Nevada Nuclear Waste Dump

House Roll Call Vote 557

1997 Scorecard Vote

Pro-environment vote

No

Votes For

307

Votes Against

120

Not Voting

6

In 1982 Congress passed the Nuclear Waste Policy Act, directing the Department of Energy to develop two deep burial sites for permanent disposal of “high-level nuclear waste” (spent fuel) from nuclear power plants. In 1987 Congress amended the Act to designate only one permanent repository to be located at Yucca Mountain, about 100 miles from Las Vegas, Nevada. The 1987 amendment also prohibits an interim waste dump from being located in a state that is being studied for a permanent repository. For the past 10 years, the Department of Energy has been assessing whether Yucca Mountain is a viable permanent waste site. The assessment is scheduled to be completed in 1998. Serious technical problems at the site, including the area’s seismic activity and the potential for groundwater contamination remain unresolved. For example, it is estimated that at least 33 known earthquake faults lie in Yucca Mountain’s vicinity. It is widely accepted that the groundwater at Yucca Mountain will be contaminated, and some scientists believe that the contaminated groundwater will move through the ground and reach the environment in less than 1,000 years, instead of many thousands of years as Department of Energy officials conclude. In the meantime, nuclear power plants have been storing spent nuclear fuels on-site. Because on-site storage areas are reported to be nearly filled at some sites, the nuclear power industry has pushed for a federal interim storage facility until a permanent repository is completed.

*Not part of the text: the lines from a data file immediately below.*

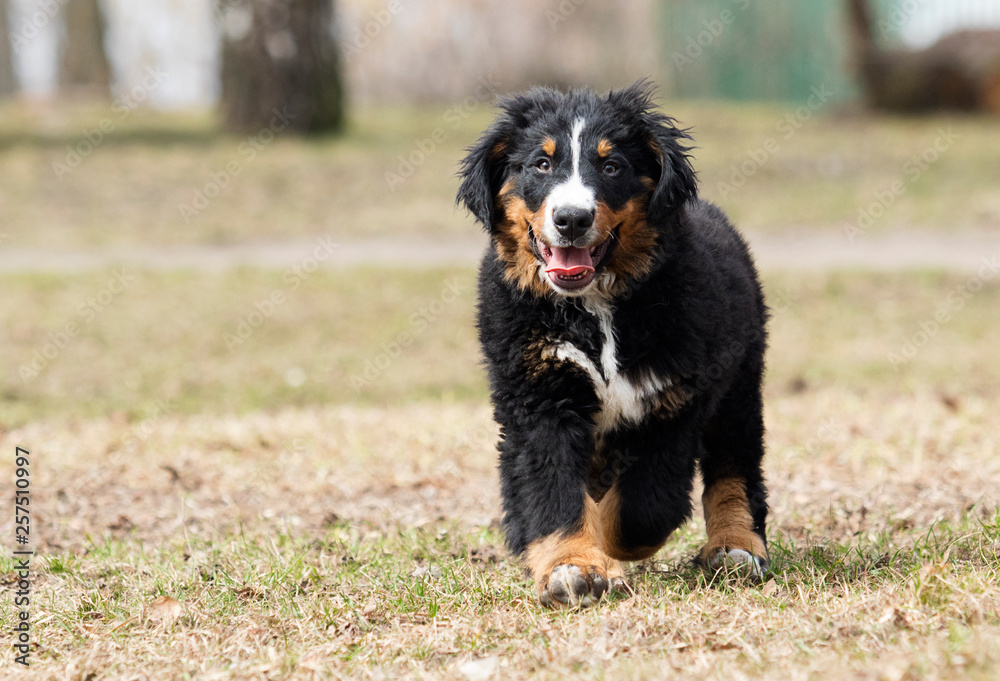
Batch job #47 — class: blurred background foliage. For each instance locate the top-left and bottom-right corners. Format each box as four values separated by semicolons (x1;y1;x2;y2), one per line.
0;0;1000;119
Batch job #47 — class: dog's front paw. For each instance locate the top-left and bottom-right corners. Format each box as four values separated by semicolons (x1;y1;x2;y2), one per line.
538;564;608;608
698;546;770;580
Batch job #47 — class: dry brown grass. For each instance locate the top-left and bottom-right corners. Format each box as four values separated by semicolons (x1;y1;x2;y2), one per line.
0;102;1000;249
0;388;1000;679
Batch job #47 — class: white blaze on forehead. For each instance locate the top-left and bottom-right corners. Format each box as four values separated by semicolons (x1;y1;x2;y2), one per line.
544;118;597;244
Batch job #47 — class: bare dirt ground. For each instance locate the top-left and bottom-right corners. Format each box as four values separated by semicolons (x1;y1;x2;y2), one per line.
0;232;1000;273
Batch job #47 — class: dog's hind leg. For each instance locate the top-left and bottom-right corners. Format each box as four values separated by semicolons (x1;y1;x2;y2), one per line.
598;419;701;560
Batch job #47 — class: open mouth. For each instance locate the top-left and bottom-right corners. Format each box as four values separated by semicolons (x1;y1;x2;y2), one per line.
532;227;617;291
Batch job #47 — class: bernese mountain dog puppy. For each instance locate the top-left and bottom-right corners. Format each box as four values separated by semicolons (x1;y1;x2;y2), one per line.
458;81;768;606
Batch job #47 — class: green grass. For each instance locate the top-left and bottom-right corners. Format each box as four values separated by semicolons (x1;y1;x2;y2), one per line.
0;101;1000;249
0;394;1000;679
0;102;1000;681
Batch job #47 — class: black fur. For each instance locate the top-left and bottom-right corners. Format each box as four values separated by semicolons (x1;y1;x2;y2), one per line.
458;83;767;568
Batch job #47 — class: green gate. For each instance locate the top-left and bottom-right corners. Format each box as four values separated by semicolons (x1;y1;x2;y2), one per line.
660;0;892;101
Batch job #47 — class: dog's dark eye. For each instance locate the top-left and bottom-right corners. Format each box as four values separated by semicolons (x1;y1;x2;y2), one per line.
533;158;552;173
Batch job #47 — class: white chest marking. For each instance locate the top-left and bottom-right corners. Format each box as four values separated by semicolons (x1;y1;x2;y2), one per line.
552;301;671;433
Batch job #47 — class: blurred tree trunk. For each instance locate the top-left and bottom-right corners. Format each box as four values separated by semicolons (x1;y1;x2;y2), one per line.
847;0;1000;113
219;0;344;133
59;0;111;97
0;0;17;99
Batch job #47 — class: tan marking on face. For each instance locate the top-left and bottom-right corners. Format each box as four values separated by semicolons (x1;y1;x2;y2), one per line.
701;478;767;560
526;496;624;594
598;487;666;560
496;186;551;295
594;195;656;295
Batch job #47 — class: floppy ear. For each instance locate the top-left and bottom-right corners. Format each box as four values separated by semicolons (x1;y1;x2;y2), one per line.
608;79;698;220
456;115;512;231
647;118;698;220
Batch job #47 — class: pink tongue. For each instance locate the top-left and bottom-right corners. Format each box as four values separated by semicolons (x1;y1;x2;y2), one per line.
545;246;594;277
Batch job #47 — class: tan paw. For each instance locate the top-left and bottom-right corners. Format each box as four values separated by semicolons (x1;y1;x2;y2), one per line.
538;564;608;608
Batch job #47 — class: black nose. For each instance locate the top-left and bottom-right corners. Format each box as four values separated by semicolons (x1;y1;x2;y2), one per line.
552;207;594;243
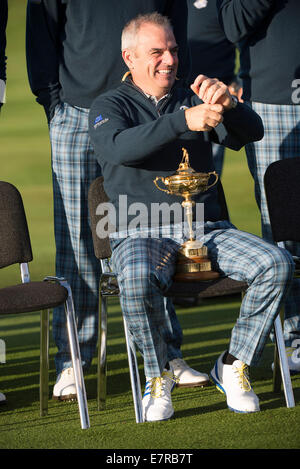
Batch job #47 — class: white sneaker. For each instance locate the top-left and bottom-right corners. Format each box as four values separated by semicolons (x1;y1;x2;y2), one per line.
52;368;77;401
211;352;260;413
272;347;300;375
143;370;176;422
169;358;210;388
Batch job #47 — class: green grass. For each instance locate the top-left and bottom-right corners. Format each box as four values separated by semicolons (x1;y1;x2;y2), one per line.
0;0;300;450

H.R. 1270, the Nuclear Waste Policy Act of 1997, introduced by Rep. Fred Upton (R-MI), would establish an above-ground “interim” nuclear waste dump near the proposed permanent repository at Yucca Mountain. The facility, to be opened in 2002, would accept a total of 40,000 metric tons of irradiated fuel that would be transported through 43 states. H.R. 1270 would also broadly preempt all “inconsistent” federal, state, and local laws, including the Safe Drinking Water Act, weaken allowable radiation exposure standards at the site, and force dangerous radioactive waste onto the nation’s roads and rails. In addition, establishment of a centralized “interim” nuclear waste storage site is likely to create a bias in favor of siting the permanent repository at Yucca Mountain, regardless of the scientific findings about the site’s suitability. Prior to the House vote, President Clinton promised to veto the bill.

On October 30, 1997, the House passed H.R. 1270, 307 – 120. NO is the pro-environment vote. (See Senate vote 6).